Golden is an unincorporated community in Wood County, Texas, United States. According to the Handbook of Texas, the community had a population of 156 in 2000.

==History==
The Golden area was settled initially as early as 1865. The community wasn't formally formed until the late 1870s when a sawmill was constructed by C.W. Tucker. The Missouri, Kansas and Texas Railroad was built through Golden in 1881 on its Greenville to Mineola line. The town was named after railway construction engineer John Golden. The railroad tie-cutting industry added to the local agrarian economy. By 1885, Golden had a post office, and the community had a population of 100 by 1890. That year, it had three churches and several businesses, including a shingle mill, a cotton gin, two sawmills, a vineyard, and a nursery. The population grew to 300 six years later. A bank opened in the city in 1907. The community had a population zenith of 650 in 1914 and boasted a telephone connection, and the Golden Rule, a community newspaper. By 1925, the population had dwindled to 400. The bank closed in 1931. The population continued to fall throughout the middle of the 20th century. In 1965, the railroad abandoned its line through Golden. The community thrived on growing watermelons and truck farming. The population from the 1960s through 2000 was reported as 156. There were four businesses and three churches in Golden in 1988. The number of businesses grew to 21 in 2000.

On October 24, 2010, an EF0 tornado struck Golden, uprooting some trees.

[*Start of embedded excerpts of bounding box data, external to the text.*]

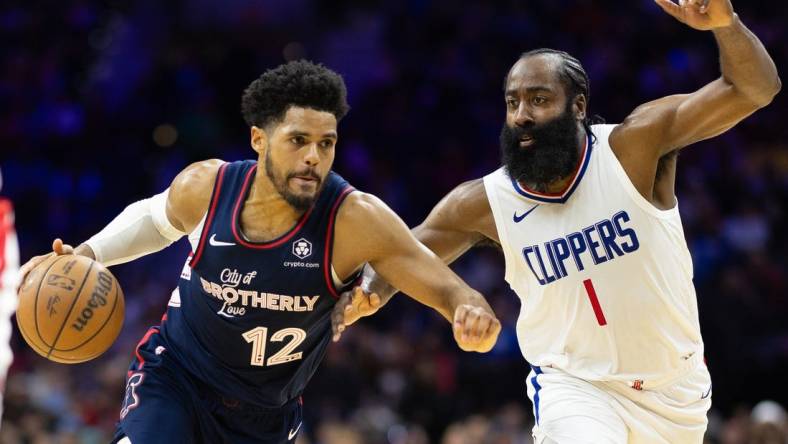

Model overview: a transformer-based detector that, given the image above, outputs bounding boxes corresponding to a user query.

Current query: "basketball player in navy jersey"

[22,61,500,444]
[334,0,781,444]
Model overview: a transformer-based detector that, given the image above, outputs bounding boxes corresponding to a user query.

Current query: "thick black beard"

[265,150,323,212]
[500,108,580,192]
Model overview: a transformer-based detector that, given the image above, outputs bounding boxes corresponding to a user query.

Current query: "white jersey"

[484,125,703,388]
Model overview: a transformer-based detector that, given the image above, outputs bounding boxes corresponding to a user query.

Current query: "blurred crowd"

[0,0,788,444]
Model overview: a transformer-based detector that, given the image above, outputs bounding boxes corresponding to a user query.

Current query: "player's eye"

[531,96,547,106]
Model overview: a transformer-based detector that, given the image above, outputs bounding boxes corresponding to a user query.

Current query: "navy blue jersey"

[161,161,354,408]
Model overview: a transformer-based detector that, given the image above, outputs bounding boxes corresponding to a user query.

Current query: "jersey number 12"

[242,327,306,367]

Two other newspapers that served the community were the Wood County Monitor and Mineola Monitor.

The Reneau building in the community was added to the National Register of Historic Places in 2013.

===Sweet Potato Festival===
Every fourth Saturday in October since 1982, the town hosts a Sweet Potato Festival. This celebration has been featured twice on The Oprah Winfrey Show.

==Geography==
Golden is located at the intersection of FM 1799 and 779 off U.S. Highway 69, 4 mi northwest of Mineola, 5 mi southeast of Alba, 33 mi northwest of Tyler, and 80 mi east of Dallas in the southwestern section of Wood County.

==Education==
The Friendship School was established around 1880 and may have previously been part of a community of the same name. The Golden School District reported 232 students in 11 grades by 1932. It continued to operate in 1988.

Public education in the community of Golden is provided by the Alba-Golden Independent School District.

==Notable people==
- Kacey Musgraves (b. 1988), Grammy-winning country music artist, singer, and songwriter. Her single "Dime Store Cowgirl" has lyrics mentioning the town, and the photoshoot for her fourth album Golden Hour took place in and around Golden. Her 2026 album, "Middle of Nowhere", reflects on returning to Golden.
- Harold Simmons (May 13, 1931 – December 28, 2013), businessman, owner of Contran Corporation.